[RFC PATCH] CLK: Allow parent clock and rate to be configured in DT.
Tomasz Figa
tomasz.figa at gmail.com
Mon Apr 8 07:14:22 EST 2013
On Sunday 07 of April 2013 11:34:14 Matt Sealey wrote:
> Or actually, let me rephrase that; sure, when we decide that the
> actual clock tree is described IN the device tree and not in Linux -
> the only thing I have to test this on is i.MX and OMAP and it's all a
> huge table in the Linux kernel which the DT uses to reference
> arbitrary indices into a provider array...
I'm not sure what's wrong with that.
> I could add desired parents to the provider array but that wouldn't
> really fix the configuration problem.
I'm not really seeing any configuration problem here. This is an
artificial problem created by looking at device tree way too
conservatively, without any significant reason.
> Can we get an agreement that
> actually, no matter how "unwieldy" or "unreadable" some people think
> it might be, that the entire clock tree for a board should end up in
> it's device tree (muxes, selects, gates and all) with suitable
> bindings? This is the only way you'll get clock "hacks" out of the
> source.
Hardware initialization is not really a hack...
Going this way, why to keep any initialization code inside drivers at all?
Let's initialize USB, MMC, display controllers in the bootloader and just
make the driver handle user requests assuming that the hardware is already
initialized.
> I do have a kernel tree for some 3.8-rc (which you know of already)
> which started work on this and I had some success with it. I'll need a
> little while to move it forward after Shawn moved some things around,
> rebase all the work.. there are more problems to fix with how
> everything "works" right now than just a need for configuration data,
> which is why I am so opposed to adding that configuration data. It
> supposes that we are giving complete descriptions already anyway, and
> my proposal relies on having complete descriptions anyway, when we are
> not in either case. Give me a couple weeks and I'll probably have it
> done, if nothing moves under my feet again..
>
> At the point where we have two proposals here; implement 100 clocks as
> device tree nodes, or implement multiple ways of providing clock
> reparenting and frequency setting information as a configuration
> clock, I would rather implement those 100 clocks as nodes..

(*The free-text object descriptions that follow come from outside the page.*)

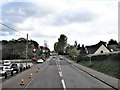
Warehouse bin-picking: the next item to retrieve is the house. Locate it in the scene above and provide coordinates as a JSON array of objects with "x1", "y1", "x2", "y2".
[{"x1": 85, "y1": 41, "x2": 111, "y2": 54}]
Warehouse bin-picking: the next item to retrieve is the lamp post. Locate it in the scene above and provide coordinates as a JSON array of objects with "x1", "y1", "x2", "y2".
[{"x1": 26, "y1": 34, "x2": 28, "y2": 67}]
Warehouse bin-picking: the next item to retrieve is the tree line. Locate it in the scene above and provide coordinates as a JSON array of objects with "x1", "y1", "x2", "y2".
[
  {"x1": 54, "y1": 34, "x2": 120, "y2": 62},
  {"x1": 0, "y1": 38, "x2": 39, "y2": 60}
]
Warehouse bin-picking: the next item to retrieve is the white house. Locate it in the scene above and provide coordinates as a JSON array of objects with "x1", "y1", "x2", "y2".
[{"x1": 85, "y1": 41, "x2": 111, "y2": 55}]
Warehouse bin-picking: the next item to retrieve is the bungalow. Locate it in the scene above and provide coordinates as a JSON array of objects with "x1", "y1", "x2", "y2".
[{"x1": 85, "y1": 41, "x2": 111, "y2": 54}]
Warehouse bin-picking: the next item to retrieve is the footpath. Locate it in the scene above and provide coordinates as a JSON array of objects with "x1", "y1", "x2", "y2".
[{"x1": 66, "y1": 59, "x2": 120, "y2": 90}]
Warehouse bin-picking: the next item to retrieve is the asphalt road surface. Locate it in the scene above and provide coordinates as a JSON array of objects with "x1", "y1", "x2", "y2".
[{"x1": 2, "y1": 56, "x2": 114, "y2": 90}]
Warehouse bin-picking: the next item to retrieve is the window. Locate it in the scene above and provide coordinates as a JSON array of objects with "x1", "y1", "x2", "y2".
[{"x1": 100, "y1": 50, "x2": 103, "y2": 53}]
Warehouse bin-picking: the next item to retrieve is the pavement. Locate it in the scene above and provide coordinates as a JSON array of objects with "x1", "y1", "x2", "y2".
[
  {"x1": 2, "y1": 56, "x2": 115, "y2": 90},
  {"x1": 66, "y1": 56, "x2": 120, "y2": 90}
]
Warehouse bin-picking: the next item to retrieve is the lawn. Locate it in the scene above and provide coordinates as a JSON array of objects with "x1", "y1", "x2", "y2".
[{"x1": 79, "y1": 60, "x2": 120, "y2": 79}]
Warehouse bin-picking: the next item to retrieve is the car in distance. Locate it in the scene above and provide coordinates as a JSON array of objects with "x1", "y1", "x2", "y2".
[
  {"x1": 3, "y1": 60, "x2": 11, "y2": 66},
  {"x1": 37, "y1": 59, "x2": 44, "y2": 63},
  {"x1": 10, "y1": 63, "x2": 20, "y2": 73},
  {"x1": 17, "y1": 63, "x2": 24, "y2": 72},
  {"x1": 0, "y1": 66, "x2": 13, "y2": 79}
]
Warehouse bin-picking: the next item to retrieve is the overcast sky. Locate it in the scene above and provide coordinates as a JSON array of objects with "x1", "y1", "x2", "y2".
[{"x1": 0, "y1": 0, "x2": 118, "y2": 50}]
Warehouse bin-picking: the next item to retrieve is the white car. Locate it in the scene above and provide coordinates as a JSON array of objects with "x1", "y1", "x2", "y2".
[
  {"x1": 37, "y1": 59, "x2": 44, "y2": 63},
  {"x1": 3, "y1": 60, "x2": 11, "y2": 66},
  {"x1": 0, "y1": 66, "x2": 13, "y2": 78}
]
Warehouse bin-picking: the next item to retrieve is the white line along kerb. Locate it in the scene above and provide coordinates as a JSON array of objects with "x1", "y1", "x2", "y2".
[
  {"x1": 61, "y1": 79, "x2": 66, "y2": 90},
  {"x1": 59, "y1": 71, "x2": 63, "y2": 77}
]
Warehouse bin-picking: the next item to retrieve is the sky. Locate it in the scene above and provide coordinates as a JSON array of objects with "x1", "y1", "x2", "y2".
[{"x1": 0, "y1": 0, "x2": 118, "y2": 50}]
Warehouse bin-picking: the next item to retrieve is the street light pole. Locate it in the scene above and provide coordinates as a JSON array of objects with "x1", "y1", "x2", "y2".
[{"x1": 26, "y1": 34, "x2": 28, "y2": 67}]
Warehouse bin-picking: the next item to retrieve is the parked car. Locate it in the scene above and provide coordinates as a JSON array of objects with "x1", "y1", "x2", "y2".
[
  {"x1": 17, "y1": 63, "x2": 24, "y2": 72},
  {"x1": 0, "y1": 66, "x2": 13, "y2": 79},
  {"x1": 37, "y1": 59, "x2": 44, "y2": 63},
  {"x1": 10, "y1": 63, "x2": 20, "y2": 73},
  {"x1": 3, "y1": 60, "x2": 11, "y2": 66}
]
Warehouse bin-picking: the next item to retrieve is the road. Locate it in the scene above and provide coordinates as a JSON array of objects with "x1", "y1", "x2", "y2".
[{"x1": 2, "y1": 56, "x2": 114, "y2": 90}]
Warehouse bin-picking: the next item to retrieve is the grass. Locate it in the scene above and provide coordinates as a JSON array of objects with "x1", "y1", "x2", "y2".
[{"x1": 79, "y1": 60, "x2": 120, "y2": 79}]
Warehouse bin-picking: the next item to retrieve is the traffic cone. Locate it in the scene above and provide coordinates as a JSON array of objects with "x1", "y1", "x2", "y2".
[
  {"x1": 29, "y1": 73, "x2": 32, "y2": 78},
  {"x1": 36, "y1": 68, "x2": 38, "y2": 73},
  {"x1": 38, "y1": 66, "x2": 40, "y2": 70},
  {"x1": 20, "y1": 78, "x2": 25, "y2": 85}
]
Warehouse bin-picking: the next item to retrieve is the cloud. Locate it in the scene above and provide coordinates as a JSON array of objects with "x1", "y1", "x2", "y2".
[
  {"x1": 52, "y1": 10, "x2": 96, "y2": 25},
  {"x1": 0, "y1": 0, "x2": 118, "y2": 48}
]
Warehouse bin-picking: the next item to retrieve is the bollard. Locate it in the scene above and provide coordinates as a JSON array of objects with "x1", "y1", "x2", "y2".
[
  {"x1": 36, "y1": 68, "x2": 39, "y2": 73},
  {"x1": 29, "y1": 73, "x2": 32, "y2": 78},
  {"x1": 20, "y1": 78, "x2": 25, "y2": 85}
]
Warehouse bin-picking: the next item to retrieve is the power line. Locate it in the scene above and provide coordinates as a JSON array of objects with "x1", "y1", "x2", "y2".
[
  {"x1": 0, "y1": 23, "x2": 32, "y2": 40},
  {"x1": 0, "y1": 23, "x2": 26, "y2": 35}
]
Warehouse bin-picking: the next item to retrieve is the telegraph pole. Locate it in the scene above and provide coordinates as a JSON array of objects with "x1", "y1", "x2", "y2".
[{"x1": 26, "y1": 33, "x2": 28, "y2": 67}]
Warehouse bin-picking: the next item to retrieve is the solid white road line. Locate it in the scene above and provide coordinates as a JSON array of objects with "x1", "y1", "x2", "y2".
[{"x1": 61, "y1": 79, "x2": 66, "y2": 90}]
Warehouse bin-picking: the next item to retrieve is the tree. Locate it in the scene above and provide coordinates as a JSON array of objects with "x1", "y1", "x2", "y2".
[
  {"x1": 74, "y1": 41, "x2": 77, "y2": 47},
  {"x1": 80, "y1": 44, "x2": 87, "y2": 56},
  {"x1": 77, "y1": 44, "x2": 81, "y2": 50},
  {"x1": 54, "y1": 34, "x2": 67, "y2": 54},
  {"x1": 54, "y1": 42, "x2": 58, "y2": 52}
]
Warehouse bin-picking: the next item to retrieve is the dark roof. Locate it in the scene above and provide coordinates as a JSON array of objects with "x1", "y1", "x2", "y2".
[
  {"x1": 86, "y1": 41, "x2": 107, "y2": 54},
  {"x1": 107, "y1": 45, "x2": 118, "y2": 51}
]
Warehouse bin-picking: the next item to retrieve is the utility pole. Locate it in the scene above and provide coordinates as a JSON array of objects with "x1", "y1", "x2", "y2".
[{"x1": 26, "y1": 33, "x2": 28, "y2": 67}]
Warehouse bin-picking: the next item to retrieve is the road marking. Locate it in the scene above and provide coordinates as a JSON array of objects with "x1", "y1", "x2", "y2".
[
  {"x1": 59, "y1": 71, "x2": 63, "y2": 77},
  {"x1": 25, "y1": 65, "x2": 48, "y2": 88},
  {"x1": 0, "y1": 77, "x2": 4, "y2": 79},
  {"x1": 61, "y1": 79, "x2": 66, "y2": 90}
]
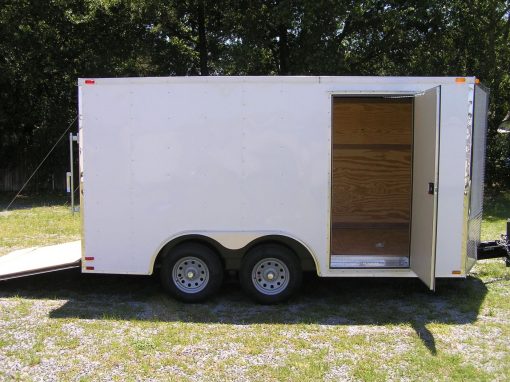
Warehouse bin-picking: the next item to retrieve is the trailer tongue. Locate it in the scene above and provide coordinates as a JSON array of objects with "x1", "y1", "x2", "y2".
[
  {"x1": 0, "y1": 240, "x2": 81, "y2": 280},
  {"x1": 477, "y1": 220, "x2": 510, "y2": 267}
]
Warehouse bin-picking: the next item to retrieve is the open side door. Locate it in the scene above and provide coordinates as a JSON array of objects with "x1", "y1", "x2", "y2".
[{"x1": 410, "y1": 86, "x2": 441, "y2": 290}]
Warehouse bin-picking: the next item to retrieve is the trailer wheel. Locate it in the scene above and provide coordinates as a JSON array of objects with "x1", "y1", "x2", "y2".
[
  {"x1": 161, "y1": 243, "x2": 223, "y2": 302},
  {"x1": 239, "y1": 244, "x2": 302, "y2": 304}
]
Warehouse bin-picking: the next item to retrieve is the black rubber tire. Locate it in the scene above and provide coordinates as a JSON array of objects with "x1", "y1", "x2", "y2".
[
  {"x1": 160, "y1": 243, "x2": 223, "y2": 302},
  {"x1": 239, "y1": 244, "x2": 303, "y2": 304}
]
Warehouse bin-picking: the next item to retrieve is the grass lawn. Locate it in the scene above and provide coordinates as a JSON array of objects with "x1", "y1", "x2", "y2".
[{"x1": 0, "y1": 195, "x2": 510, "y2": 381}]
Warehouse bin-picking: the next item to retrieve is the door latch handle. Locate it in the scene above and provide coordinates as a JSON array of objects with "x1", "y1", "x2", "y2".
[{"x1": 429, "y1": 183, "x2": 434, "y2": 195}]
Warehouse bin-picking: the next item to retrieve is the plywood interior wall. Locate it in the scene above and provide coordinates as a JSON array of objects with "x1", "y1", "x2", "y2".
[{"x1": 331, "y1": 97, "x2": 413, "y2": 256}]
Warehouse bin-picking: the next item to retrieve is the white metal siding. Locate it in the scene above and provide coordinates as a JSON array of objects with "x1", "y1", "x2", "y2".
[{"x1": 80, "y1": 77, "x2": 473, "y2": 277}]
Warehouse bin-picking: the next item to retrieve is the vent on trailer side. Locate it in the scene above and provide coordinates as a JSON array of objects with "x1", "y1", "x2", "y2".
[
  {"x1": 466, "y1": 85, "x2": 510, "y2": 270},
  {"x1": 467, "y1": 85, "x2": 489, "y2": 270}
]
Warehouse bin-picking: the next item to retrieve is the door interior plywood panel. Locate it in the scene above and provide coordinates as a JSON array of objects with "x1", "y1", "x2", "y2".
[
  {"x1": 332, "y1": 148, "x2": 411, "y2": 223},
  {"x1": 331, "y1": 97, "x2": 413, "y2": 262},
  {"x1": 331, "y1": 226, "x2": 409, "y2": 256},
  {"x1": 333, "y1": 97, "x2": 413, "y2": 145}
]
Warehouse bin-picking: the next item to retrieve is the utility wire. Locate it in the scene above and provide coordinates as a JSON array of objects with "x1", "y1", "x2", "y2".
[{"x1": 4, "y1": 116, "x2": 78, "y2": 211}]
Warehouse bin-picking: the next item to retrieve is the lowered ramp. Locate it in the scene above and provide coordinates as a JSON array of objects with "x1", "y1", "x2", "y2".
[{"x1": 0, "y1": 240, "x2": 81, "y2": 280}]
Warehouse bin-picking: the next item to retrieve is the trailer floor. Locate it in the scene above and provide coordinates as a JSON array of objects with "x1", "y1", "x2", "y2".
[{"x1": 0, "y1": 240, "x2": 81, "y2": 280}]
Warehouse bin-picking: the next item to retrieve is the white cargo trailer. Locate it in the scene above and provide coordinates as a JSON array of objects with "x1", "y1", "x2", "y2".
[
  {"x1": 73, "y1": 76, "x2": 488, "y2": 302},
  {"x1": 0, "y1": 76, "x2": 510, "y2": 303}
]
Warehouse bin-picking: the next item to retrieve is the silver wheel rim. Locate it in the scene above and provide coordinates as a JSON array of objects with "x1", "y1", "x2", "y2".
[
  {"x1": 172, "y1": 256, "x2": 209, "y2": 293},
  {"x1": 251, "y1": 257, "x2": 290, "y2": 295}
]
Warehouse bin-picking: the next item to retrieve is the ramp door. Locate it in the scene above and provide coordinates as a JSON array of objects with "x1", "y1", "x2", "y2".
[{"x1": 0, "y1": 240, "x2": 81, "y2": 280}]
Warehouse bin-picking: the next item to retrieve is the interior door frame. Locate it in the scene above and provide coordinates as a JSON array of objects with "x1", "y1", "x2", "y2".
[{"x1": 326, "y1": 90, "x2": 418, "y2": 270}]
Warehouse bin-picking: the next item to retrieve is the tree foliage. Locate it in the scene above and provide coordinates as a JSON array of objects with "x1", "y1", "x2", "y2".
[{"x1": 0, "y1": 0, "x2": 510, "y2": 188}]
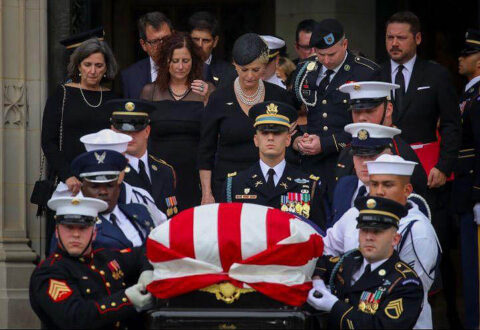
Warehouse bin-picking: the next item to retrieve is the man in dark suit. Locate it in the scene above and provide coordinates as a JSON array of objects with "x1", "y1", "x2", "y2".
[
  {"x1": 121, "y1": 12, "x2": 173, "y2": 99},
  {"x1": 379, "y1": 12, "x2": 460, "y2": 324},
  {"x1": 293, "y1": 19, "x2": 378, "y2": 202},
  {"x1": 108, "y1": 99, "x2": 178, "y2": 217},
  {"x1": 307, "y1": 197, "x2": 423, "y2": 329},
  {"x1": 188, "y1": 11, "x2": 237, "y2": 88},
  {"x1": 452, "y1": 29, "x2": 480, "y2": 329},
  {"x1": 222, "y1": 102, "x2": 325, "y2": 229},
  {"x1": 335, "y1": 81, "x2": 427, "y2": 196}
]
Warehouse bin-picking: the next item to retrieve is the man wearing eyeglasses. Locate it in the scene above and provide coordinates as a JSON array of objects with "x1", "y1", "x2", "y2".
[{"x1": 121, "y1": 11, "x2": 173, "y2": 99}]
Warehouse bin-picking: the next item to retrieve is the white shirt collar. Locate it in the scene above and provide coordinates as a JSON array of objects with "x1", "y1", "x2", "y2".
[
  {"x1": 205, "y1": 54, "x2": 212, "y2": 65},
  {"x1": 260, "y1": 159, "x2": 287, "y2": 185},
  {"x1": 465, "y1": 76, "x2": 480, "y2": 92},
  {"x1": 390, "y1": 54, "x2": 417, "y2": 74}
]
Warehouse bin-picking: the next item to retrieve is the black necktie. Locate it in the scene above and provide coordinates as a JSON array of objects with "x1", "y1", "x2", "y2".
[
  {"x1": 138, "y1": 159, "x2": 151, "y2": 190},
  {"x1": 267, "y1": 168, "x2": 275, "y2": 190},
  {"x1": 318, "y1": 69, "x2": 335, "y2": 95},
  {"x1": 393, "y1": 64, "x2": 405, "y2": 118}
]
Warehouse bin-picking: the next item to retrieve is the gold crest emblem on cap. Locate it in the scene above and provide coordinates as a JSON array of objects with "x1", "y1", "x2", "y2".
[
  {"x1": 125, "y1": 102, "x2": 135, "y2": 111},
  {"x1": 367, "y1": 198, "x2": 377, "y2": 209},
  {"x1": 358, "y1": 129, "x2": 368, "y2": 141},
  {"x1": 267, "y1": 103, "x2": 278, "y2": 115}
]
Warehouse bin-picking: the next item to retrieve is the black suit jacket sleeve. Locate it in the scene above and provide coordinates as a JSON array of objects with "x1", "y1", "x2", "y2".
[
  {"x1": 436, "y1": 66, "x2": 461, "y2": 175},
  {"x1": 42, "y1": 86, "x2": 73, "y2": 181}
]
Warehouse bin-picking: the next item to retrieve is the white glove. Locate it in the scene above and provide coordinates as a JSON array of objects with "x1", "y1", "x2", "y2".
[
  {"x1": 138, "y1": 270, "x2": 153, "y2": 288},
  {"x1": 473, "y1": 203, "x2": 480, "y2": 225},
  {"x1": 125, "y1": 283, "x2": 154, "y2": 312},
  {"x1": 307, "y1": 281, "x2": 338, "y2": 312}
]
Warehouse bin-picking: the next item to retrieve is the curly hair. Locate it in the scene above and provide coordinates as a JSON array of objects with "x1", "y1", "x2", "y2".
[{"x1": 153, "y1": 32, "x2": 203, "y2": 90}]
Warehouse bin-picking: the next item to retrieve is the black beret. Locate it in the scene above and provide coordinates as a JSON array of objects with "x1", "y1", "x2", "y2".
[
  {"x1": 232, "y1": 33, "x2": 268, "y2": 65},
  {"x1": 108, "y1": 99, "x2": 155, "y2": 132},
  {"x1": 310, "y1": 18, "x2": 344, "y2": 49},
  {"x1": 460, "y1": 29, "x2": 480, "y2": 56},
  {"x1": 354, "y1": 196, "x2": 408, "y2": 229}
]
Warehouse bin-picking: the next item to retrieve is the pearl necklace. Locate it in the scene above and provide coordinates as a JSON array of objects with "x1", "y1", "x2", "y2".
[
  {"x1": 79, "y1": 84, "x2": 103, "y2": 108},
  {"x1": 233, "y1": 77, "x2": 265, "y2": 106}
]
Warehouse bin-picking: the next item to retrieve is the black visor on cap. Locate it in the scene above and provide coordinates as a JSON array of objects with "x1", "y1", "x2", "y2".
[
  {"x1": 55, "y1": 214, "x2": 96, "y2": 226},
  {"x1": 111, "y1": 116, "x2": 150, "y2": 132}
]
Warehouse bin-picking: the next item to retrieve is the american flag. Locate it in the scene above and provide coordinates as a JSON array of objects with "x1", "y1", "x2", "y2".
[{"x1": 147, "y1": 203, "x2": 323, "y2": 306}]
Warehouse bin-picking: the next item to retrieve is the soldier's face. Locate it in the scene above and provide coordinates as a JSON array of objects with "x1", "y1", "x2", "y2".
[
  {"x1": 385, "y1": 23, "x2": 422, "y2": 64},
  {"x1": 82, "y1": 180, "x2": 121, "y2": 213},
  {"x1": 358, "y1": 227, "x2": 400, "y2": 263},
  {"x1": 253, "y1": 130, "x2": 291, "y2": 159},
  {"x1": 369, "y1": 174, "x2": 413, "y2": 205},
  {"x1": 315, "y1": 38, "x2": 348, "y2": 70},
  {"x1": 55, "y1": 224, "x2": 97, "y2": 257}
]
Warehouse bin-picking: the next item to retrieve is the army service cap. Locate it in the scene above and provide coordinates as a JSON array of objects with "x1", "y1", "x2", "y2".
[
  {"x1": 355, "y1": 196, "x2": 408, "y2": 229},
  {"x1": 108, "y1": 99, "x2": 155, "y2": 132}
]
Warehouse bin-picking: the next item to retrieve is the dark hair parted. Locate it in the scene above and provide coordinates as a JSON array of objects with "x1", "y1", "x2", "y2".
[
  {"x1": 67, "y1": 38, "x2": 118, "y2": 82},
  {"x1": 385, "y1": 11, "x2": 421, "y2": 36},
  {"x1": 295, "y1": 19, "x2": 315, "y2": 42},
  {"x1": 138, "y1": 11, "x2": 173, "y2": 40},
  {"x1": 188, "y1": 11, "x2": 218, "y2": 38},
  {"x1": 153, "y1": 32, "x2": 203, "y2": 90},
  {"x1": 232, "y1": 33, "x2": 268, "y2": 65}
]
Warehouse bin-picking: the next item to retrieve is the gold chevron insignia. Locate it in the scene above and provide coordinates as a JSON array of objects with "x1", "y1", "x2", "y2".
[
  {"x1": 385, "y1": 298, "x2": 403, "y2": 320},
  {"x1": 48, "y1": 279, "x2": 72, "y2": 302}
]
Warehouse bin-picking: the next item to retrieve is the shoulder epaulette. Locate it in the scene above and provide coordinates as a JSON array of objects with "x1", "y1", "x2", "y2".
[{"x1": 354, "y1": 56, "x2": 380, "y2": 71}]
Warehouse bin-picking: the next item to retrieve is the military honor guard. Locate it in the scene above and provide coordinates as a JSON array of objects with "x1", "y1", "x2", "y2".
[
  {"x1": 452, "y1": 29, "x2": 480, "y2": 329},
  {"x1": 260, "y1": 35, "x2": 287, "y2": 88},
  {"x1": 323, "y1": 154, "x2": 441, "y2": 329},
  {"x1": 222, "y1": 101, "x2": 325, "y2": 229},
  {"x1": 307, "y1": 197, "x2": 424, "y2": 329},
  {"x1": 30, "y1": 197, "x2": 154, "y2": 329},
  {"x1": 293, "y1": 19, "x2": 377, "y2": 202},
  {"x1": 335, "y1": 81, "x2": 427, "y2": 196},
  {"x1": 327, "y1": 123, "x2": 401, "y2": 228},
  {"x1": 80, "y1": 129, "x2": 167, "y2": 226},
  {"x1": 104, "y1": 99, "x2": 178, "y2": 217}
]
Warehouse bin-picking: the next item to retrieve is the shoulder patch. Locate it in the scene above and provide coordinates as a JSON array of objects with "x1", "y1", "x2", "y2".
[
  {"x1": 48, "y1": 278, "x2": 73, "y2": 302},
  {"x1": 354, "y1": 56, "x2": 380, "y2": 71}
]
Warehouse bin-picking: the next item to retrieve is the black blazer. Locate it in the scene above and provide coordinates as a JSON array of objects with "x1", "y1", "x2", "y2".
[
  {"x1": 121, "y1": 57, "x2": 152, "y2": 99},
  {"x1": 377, "y1": 57, "x2": 460, "y2": 175}
]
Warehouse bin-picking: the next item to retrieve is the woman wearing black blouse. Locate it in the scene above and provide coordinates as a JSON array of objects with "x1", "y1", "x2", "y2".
[{"x1": 198, "y1": 33, "x2": 293, "y2": 204}]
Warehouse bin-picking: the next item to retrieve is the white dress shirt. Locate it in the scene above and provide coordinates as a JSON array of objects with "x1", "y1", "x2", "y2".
[
  {"x1": 149, "y1": 57, "x2": 158, "y2": 82},
  {"x1": 317, "y1": 52, "x2": 348, "y2": 86},
  {"x1": 260, "y1": 159, "x2": 287, "y2": 186},
  {"x1": 390, "y1": 55, "x2": 417, "y2": 93},
  {"x1": 125, "y1": 151, "x2": 152, "y2": 182},
  {"x1": 102, "y1": 205, "x2": 146, "y2": 246}
]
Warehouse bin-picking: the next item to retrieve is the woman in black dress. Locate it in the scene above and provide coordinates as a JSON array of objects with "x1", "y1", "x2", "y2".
[
  {"x1": 198, "y1": 33, "x2": 293, "y2": 204},
  {"x1": 140, "y1": 33, "x2": 215, "y2": 211},
  {"x1": 41, "y1": 38, "x2": 117, "y2": 242}
]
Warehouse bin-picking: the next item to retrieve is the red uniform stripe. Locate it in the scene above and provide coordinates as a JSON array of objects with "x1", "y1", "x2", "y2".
[
  {"x1": 218, "y1": 203, "x2": 243, "y2": 272},
  {"x1": 170, "y1": 208, "x2": 195, "y2": 258}
]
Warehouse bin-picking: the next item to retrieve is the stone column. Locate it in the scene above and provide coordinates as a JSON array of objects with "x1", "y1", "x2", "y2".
[{"x1": 0, "y1": 0, "x2": 47, "y2": 328}]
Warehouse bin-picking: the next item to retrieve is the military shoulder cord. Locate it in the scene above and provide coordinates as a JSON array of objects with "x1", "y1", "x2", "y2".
[
  {"x1": 328, "y1": 249, "x2": 358, "y2": 293},
  {"x1": 295, "y1": 61, "x2": 317, "y2": 110}
]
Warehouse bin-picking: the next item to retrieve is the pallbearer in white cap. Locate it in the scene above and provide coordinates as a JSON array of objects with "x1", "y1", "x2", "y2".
[
  {"x1": 260, "y1": 35, "x2": 286, "y2": 88},
  {"x1": 324, "y1": 154, "x2": 441, "y2": 329},
  {"x1": 334, "y1": 81, "x2": 427, "y2": 208}
]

...or 200 or 300 or 400... (yes, there are platforms which have so many
elements in their clock networks and they are not uncommon), good luck
with parsing this at runtime (either with CPU or yourself when reading
a dts file).
It would make some sense if all those basic elements (divs, muxes, gates)
on all platforms would be identical, but each platform will have its own
specific quirks, for which such uber-generic binding would have to
account.
Now, why the other option is to have multiple ways? What's holding us from
defining a single way of doing so?
Best regards,
Tomasz
> Matt Sealey <matt at genesi-usa.com>
> Product Development Analyst, Genesi USA, Inc.
>
> On Sun, Apr 7, 2013 at 11:23 AM, Matt Sealey <matt at genesi-usa.com>
wrote:
> > On Sun, Apr 7, 2013 at 11:00 AM, Fabio Estevam <festevam at gmail.com>
wrote:
> >> On Sun, Apr 7, 2013 at 12:50 PM, Matt Sealey <matt at genesi-usa.com>
wrote:
> >>> If we're dealing with audio codecs, fix the audio codec to accept a
> >>> *table* of possible clock values and if that hardware operates
> >>> differently per clock value, then add that data in there too (like
> >>> the
> >>> cs42l52 audio codec). Where the software and hardware is a little
> >>> more
> >>> dynamic, the same binding works here - and the usual trick is just
> >>> force one configuration possible out of many. The board designer can
> >>> look at all the possibilities and choose the one or two or all that
> >>> will work with the design, and it can go into the device tree.
> >>
> >> Sorry, but I have a hard time following a so long response.
> >>
> >> Can't you just send patches to the list with your proposal so that we
> >> can move forward with the idea?
> >
> > Sure.
> >
> > --
> > Matt Sealey <matt at genesi-usa.com>
> > Product Development Analyst, Genesi USA, Inc.